Multi-Agent Orchestration

Overview

RAPTOR uses multi-agent orchestration to coordinate specialized AI agents that work together on complex security analysis tasks. Each agent has a specific role, skills, and tools.

17 Specialized Agents

Purpose-built agents for evidence collection, analysis, verification, and reporting

Sequential & Parallel Execution

Run agents in parallel for efficiency or sequentially when dependencies exist

Agent Communication

Agents communicate through shared files and structured data formats

Workflow Orchestration

Main orchestrator manages agent lifecycle and coordinates complex workflows

Architecture

Orchestrator Responsibilities

Agent Spawning

The orchestrator is the ONLY component that spawns agents.

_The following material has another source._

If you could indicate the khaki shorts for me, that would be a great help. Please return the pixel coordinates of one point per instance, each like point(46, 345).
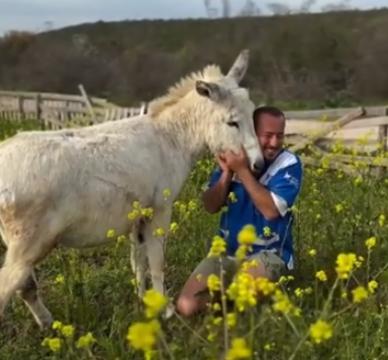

Agents never spawn other agents.

Workflow Coordination

Manages phase transitions and ensures agents run in correct order with proper dependencies.

Data Passing

Provides working directory path to all agents for shared file access.

Error Handling

Catches agent failures, implements retry logic, and handles graceful degradation.

Agent Types

Evidence Collection Agents

These agents collect forensic evidence from different sources and write to the shared evidence store.

oss-investigator-gh-archive-agent

Purpose: Query GitHub Archive via BigQuery for tamper-proof event dataSkills: github-archive, github-evidence-kitCollects:

PushEvent (commits pushed)
PullRequestEvent (PRs opened/closed/merged)
IssuesEvent (issues opened/closed)
CreateEvent/DeleteEvent (branches/tags created/deleted)
WorkflowRunEvent (GitHub Actions runs)

Output: Writes events to evidence.jsonInvocation:

Task: oss-investigator-gh-archive-agent
  Prompt: "Collect evidence from GH Archive for <research question>.
           Working directory: <workdir>
           Targets: repos=<repos>, actors=<actors>, dates=<dates>"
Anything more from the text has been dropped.